Crescent Capital Partners has not reimbursed Abano for expenses incurred by Abano in connection with Crescent’s failed takeover offer.

The Takeovers Code imposes an obligation on Crescent to reimburse Abano for its expenses in these circumstances. Despite repeated requests for payment, approximately 80% of Abano’s takeover costs remain outstanding, some costs since January 2008.

Accordingly, to protect the interests of its shareholders and in an attempt to bring this matter to resolution, Abano withheld from Crescent the 13c per share dividend recently paid by Abano to shareholders, and applied this amount towards payment of the outstanding expenses.

As evidence of good faith, and on a without prejudice basis, Abano has arranged for $100,000 of the outstanding sum of $603,202 to be placed in a separate bank account should there be any bona fide dispute.

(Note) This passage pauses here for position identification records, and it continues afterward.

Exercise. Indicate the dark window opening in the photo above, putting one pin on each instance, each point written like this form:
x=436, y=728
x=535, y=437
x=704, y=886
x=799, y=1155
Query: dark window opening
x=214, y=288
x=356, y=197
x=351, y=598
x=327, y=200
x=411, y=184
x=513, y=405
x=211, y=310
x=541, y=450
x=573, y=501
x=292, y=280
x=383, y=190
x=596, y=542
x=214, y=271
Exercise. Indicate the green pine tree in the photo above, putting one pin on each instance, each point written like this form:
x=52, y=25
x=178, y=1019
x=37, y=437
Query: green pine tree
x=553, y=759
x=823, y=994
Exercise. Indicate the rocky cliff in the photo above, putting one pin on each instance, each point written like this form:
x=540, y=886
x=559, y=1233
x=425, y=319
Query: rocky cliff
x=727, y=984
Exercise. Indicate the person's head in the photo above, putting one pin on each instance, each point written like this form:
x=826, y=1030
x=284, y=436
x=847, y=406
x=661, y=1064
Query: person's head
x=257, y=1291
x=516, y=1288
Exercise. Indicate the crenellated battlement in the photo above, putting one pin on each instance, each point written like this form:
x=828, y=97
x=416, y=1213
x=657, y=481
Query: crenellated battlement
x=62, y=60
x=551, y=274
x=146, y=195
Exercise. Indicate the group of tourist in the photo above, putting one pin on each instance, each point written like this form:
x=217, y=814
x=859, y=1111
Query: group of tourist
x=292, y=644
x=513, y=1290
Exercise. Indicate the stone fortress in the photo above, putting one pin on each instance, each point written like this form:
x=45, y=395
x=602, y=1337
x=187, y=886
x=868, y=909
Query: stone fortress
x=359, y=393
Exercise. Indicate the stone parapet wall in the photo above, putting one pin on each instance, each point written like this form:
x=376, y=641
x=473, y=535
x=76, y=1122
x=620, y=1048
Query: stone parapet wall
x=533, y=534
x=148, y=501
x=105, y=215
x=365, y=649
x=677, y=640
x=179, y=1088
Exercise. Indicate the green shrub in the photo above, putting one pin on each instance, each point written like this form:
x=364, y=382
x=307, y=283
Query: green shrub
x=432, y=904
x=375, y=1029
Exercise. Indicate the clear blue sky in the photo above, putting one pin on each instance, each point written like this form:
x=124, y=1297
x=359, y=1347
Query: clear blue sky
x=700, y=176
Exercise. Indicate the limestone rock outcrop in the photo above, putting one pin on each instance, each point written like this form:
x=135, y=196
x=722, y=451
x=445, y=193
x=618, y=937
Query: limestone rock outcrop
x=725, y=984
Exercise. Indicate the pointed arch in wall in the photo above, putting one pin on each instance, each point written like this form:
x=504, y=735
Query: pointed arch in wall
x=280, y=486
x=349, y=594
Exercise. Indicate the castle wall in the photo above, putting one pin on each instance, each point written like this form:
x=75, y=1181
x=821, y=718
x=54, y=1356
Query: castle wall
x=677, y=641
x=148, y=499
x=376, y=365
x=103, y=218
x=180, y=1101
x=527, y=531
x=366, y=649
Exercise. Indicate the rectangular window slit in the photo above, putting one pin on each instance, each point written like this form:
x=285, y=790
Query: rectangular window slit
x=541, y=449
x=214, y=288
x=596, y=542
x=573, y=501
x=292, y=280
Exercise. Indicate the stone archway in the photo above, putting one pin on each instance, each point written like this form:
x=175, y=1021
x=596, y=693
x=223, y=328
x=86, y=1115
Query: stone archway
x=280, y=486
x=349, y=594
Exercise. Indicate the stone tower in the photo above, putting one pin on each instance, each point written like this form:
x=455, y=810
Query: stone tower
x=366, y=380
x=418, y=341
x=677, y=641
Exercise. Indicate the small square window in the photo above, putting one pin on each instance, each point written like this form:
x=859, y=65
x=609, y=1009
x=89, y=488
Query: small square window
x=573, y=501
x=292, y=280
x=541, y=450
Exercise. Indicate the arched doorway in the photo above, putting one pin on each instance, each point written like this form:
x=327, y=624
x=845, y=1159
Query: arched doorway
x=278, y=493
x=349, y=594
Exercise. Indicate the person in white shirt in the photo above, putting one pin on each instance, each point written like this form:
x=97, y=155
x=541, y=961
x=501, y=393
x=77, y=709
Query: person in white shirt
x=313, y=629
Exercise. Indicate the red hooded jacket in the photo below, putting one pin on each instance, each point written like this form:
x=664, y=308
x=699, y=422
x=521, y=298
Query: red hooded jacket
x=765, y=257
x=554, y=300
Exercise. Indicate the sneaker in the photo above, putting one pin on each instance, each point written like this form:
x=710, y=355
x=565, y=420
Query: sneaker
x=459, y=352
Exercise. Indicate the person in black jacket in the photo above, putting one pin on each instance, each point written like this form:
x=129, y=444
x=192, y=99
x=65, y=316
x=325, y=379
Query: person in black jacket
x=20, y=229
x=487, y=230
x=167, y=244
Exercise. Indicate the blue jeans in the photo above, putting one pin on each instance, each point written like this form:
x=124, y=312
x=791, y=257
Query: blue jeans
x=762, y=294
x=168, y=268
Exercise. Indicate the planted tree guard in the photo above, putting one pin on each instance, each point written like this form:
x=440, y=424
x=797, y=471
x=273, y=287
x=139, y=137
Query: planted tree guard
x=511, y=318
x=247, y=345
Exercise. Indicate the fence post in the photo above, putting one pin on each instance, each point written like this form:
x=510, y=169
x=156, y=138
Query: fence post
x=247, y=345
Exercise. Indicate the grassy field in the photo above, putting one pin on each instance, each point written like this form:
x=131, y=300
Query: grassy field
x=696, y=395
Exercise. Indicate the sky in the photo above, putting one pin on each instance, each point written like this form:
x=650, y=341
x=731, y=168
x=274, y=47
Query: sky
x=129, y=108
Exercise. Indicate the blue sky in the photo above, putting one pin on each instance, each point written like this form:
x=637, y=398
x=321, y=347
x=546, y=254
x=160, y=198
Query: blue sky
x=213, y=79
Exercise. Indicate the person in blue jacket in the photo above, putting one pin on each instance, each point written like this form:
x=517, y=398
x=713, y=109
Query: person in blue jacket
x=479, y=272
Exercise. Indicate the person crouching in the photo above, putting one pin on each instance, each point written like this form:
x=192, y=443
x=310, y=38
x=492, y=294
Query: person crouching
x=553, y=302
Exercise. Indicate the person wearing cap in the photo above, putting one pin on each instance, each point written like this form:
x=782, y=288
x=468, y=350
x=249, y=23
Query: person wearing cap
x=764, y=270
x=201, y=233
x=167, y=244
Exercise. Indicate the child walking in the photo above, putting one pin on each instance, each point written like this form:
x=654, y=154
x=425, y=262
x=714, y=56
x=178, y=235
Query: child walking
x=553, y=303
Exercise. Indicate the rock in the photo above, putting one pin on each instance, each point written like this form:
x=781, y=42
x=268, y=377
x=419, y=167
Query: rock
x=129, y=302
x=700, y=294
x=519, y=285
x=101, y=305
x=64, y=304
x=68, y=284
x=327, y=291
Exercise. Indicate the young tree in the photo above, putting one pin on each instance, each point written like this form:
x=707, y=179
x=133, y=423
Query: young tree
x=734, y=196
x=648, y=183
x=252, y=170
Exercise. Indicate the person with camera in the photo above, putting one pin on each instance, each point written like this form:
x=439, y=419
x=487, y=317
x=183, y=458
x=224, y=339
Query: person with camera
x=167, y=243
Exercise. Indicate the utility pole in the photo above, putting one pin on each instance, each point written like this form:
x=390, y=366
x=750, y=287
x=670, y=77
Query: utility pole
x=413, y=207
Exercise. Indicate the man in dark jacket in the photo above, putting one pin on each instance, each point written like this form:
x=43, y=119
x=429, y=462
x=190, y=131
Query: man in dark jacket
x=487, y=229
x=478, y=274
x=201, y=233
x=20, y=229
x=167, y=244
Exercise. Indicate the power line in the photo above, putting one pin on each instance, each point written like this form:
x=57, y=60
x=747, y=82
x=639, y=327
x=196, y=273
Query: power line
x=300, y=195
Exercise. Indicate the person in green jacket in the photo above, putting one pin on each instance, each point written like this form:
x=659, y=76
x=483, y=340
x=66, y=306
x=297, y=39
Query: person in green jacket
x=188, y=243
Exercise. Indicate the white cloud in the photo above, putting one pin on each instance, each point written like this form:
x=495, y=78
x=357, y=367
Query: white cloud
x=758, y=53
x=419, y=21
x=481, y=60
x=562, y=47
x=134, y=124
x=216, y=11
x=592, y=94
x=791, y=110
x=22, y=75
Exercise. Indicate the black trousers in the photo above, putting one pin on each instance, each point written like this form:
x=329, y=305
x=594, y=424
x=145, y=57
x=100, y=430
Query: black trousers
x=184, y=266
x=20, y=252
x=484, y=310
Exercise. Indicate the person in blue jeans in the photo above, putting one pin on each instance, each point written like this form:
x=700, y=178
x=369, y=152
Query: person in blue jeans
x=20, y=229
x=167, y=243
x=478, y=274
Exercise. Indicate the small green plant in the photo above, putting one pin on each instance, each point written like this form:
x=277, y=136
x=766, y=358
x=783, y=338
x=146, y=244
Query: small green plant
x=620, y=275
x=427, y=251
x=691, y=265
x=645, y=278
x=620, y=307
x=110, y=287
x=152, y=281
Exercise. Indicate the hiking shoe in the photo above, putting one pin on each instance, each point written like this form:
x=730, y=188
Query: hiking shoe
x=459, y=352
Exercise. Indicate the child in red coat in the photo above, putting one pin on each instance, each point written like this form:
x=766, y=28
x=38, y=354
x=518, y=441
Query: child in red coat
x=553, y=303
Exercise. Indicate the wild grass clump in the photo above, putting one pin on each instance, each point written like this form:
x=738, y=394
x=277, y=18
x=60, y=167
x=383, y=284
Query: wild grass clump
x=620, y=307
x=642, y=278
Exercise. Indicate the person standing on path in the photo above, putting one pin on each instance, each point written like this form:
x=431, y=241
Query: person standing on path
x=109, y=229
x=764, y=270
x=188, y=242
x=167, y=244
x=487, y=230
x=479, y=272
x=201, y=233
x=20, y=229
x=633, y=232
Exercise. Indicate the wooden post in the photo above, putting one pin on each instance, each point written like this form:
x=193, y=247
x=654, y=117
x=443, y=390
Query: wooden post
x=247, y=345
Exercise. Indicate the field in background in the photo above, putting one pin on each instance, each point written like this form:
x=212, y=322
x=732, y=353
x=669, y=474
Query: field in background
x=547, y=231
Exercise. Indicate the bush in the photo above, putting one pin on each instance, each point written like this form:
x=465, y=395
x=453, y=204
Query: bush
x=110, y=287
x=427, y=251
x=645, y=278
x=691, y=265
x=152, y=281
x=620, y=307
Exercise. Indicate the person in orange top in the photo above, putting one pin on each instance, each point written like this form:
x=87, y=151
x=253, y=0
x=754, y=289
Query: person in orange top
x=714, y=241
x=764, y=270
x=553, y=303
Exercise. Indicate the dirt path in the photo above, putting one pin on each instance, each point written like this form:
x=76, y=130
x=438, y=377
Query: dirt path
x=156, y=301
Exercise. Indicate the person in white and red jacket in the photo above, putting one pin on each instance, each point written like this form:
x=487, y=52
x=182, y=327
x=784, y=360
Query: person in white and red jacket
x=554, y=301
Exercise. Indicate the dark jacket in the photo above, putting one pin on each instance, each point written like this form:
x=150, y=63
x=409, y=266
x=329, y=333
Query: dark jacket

Crescent has now issued legal proceedings against Abano for payment of the dividend. If this action proceeds, Abano will commence its own legal proceedings for recovery of the outstanding takeover expenses.

Abano intends to approach the Takeovers Panel formally, to request the Panel consider the issues relating to Abano’s takeover costs with a view to ruling as to Crescent’s non-compliance with its obligations to pay the costs, under the Takeovers Code. Abano has previously approached Crescent and continues to seek Crescent’s co-operation in resolving the matter in this forum which Abano considers likely to be more time and cost-efficient for all parties.

The board of Abano notes that the costs incurred by the company in respect of the Masthead offer were of a similar amount and were paid by Masthead without dispute.

The Abano board notes that the delay in reimbursement of Abano’s expenses is a cost to Abano and all its shareholders.